5.4.1.1 Routines, espace et matérialité

Hormis le sommeil, dans les deux foyers peu d’activités n’impliquent pas la mobilisation active d’objets ou d’artefacts. Concernant la relation entre activités outillées et espace, voici quelques réflexions générales tirées des entretiens.

Certaines activités sont décrites comme incluant l’utilisation/occupation de différents espaces du foyer, dans une relation d’ubiquité, en partie déterminée par les propriétés des artefacts ou objets supportant l’activité, et en partie déterminée par les contraintes et la qualité temporelles de l’activité en question : alors que « faire le ménage » peut impliquer, tout comme « faire le tour de la maison », l’ensemble du foyer, ou du moins une partie importante, les contraintes temporelles du tour de la maison, réalisé avant de quitter le foyer, imposent des restrictions sur l’engagement envers la tâche dont la nature ne peut être donc comparée avec faire le ménage (malgré des parcours dans l’espace qui pourraient paraître commensurables). Ceci est applicable aux pratiques chez les PR où, avec une logique analogue, il s’agit de ne pas quitter l’appartement, les week-ends par exemple, en laissant « du fouillis » (le gros du ménage étant fait par une employée extérieure au groupe familial).

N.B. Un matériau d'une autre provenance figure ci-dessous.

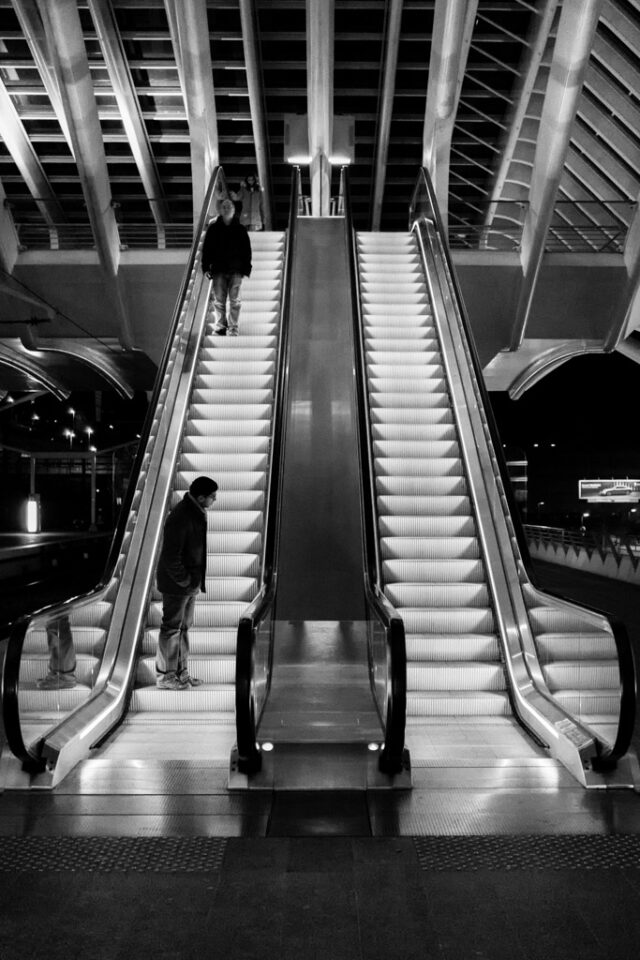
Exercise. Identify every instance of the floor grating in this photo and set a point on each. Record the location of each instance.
(111, 854)
(575, 852)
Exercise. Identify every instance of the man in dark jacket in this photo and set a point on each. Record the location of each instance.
(180, 576)
(226, 259)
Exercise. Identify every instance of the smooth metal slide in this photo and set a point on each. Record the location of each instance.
(319, 718)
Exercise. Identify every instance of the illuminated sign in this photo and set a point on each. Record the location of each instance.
(609, 491)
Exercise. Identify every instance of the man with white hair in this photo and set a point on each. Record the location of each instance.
(226, 259)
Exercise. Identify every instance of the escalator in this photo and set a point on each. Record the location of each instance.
(482, 641)
(212, 413)
(317, 662)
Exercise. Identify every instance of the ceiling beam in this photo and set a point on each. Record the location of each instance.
(9, 242)
(26, 159)
(30, 367)
(190, 36)
(522, 105)
(69, 55)
(127, 99)
(31, 23)
(392, 42)
(252, 60)
(576, 30)
(627, 316)
(320, 54)
(453, 23)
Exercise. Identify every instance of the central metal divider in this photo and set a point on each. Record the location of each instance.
(320, 715)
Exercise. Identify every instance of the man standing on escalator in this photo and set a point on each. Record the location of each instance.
(181, 576)
(226, 259)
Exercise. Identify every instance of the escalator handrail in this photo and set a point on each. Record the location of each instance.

Certaines activités sont décrites comme se déroulant en parallèle dans un espace unique (multi-fonctionnalité de certains espaces), ou de manière séquentielle (travailler à la table du salon, puis enlever les affaires de travail pour mettre la table et dîner). On pourrait parler respectivement de multi-activité synchronique et a-synchrone. En outre, d’autres activités sont réalisées dans des espaces/lieux spécifiques. Cette relation d’inclusion ou d’univocité est déterminée par : a) la configuration architecturale, par la culture architecturale, du foyer (la vaisselle se fait dans la cuisine car ce lieu est prévu pour cette fonction, mais aussi, dans la cuisine exiguë chez les RAF, sans table ni chaises, outre cuisiner ou faire la vaisselle, d’autres activités sont exclues) ; b) la décantation et matérialisation d’activités routinières dans des arrangements spécifiques du mobilier et des artefacts (lits, canapés, terminaux TICs, etc.), comme dans le cas du canapé-lit parental chez les PR, qu’ils déplient chaque soir et replient chaque matin et dont l’éventuel maintien en position lit durant la journée implique le rappel de normes parentales spécifiques vis-à-vis des enfants307.

Enfin, si chaque foyer compte certaines configurations et pratiques matérielles idiosyncrasiques, liées à des questions spatiales structurelles, d’autres configurations sont propres aux sédimentations et aux habitudes des membres, en lien à de activités particulières. Chez les RAF, par exemple, le repassage se fait toujours dans le salon et en réalisant une autre tâche, en parallèle, typiquement en regardant la télévision. Plus généralement, tel que le font remarquer des auteurs comme Bell et Dourish (2006), soulignons que les propriétés des espaces déterminent seulement en partie les activités qui peuvent s’y dérouler.

Notes
307.

On retrouve ici la notion de « régionalisation » de Giddens (1984) abordée dans l’état de la question.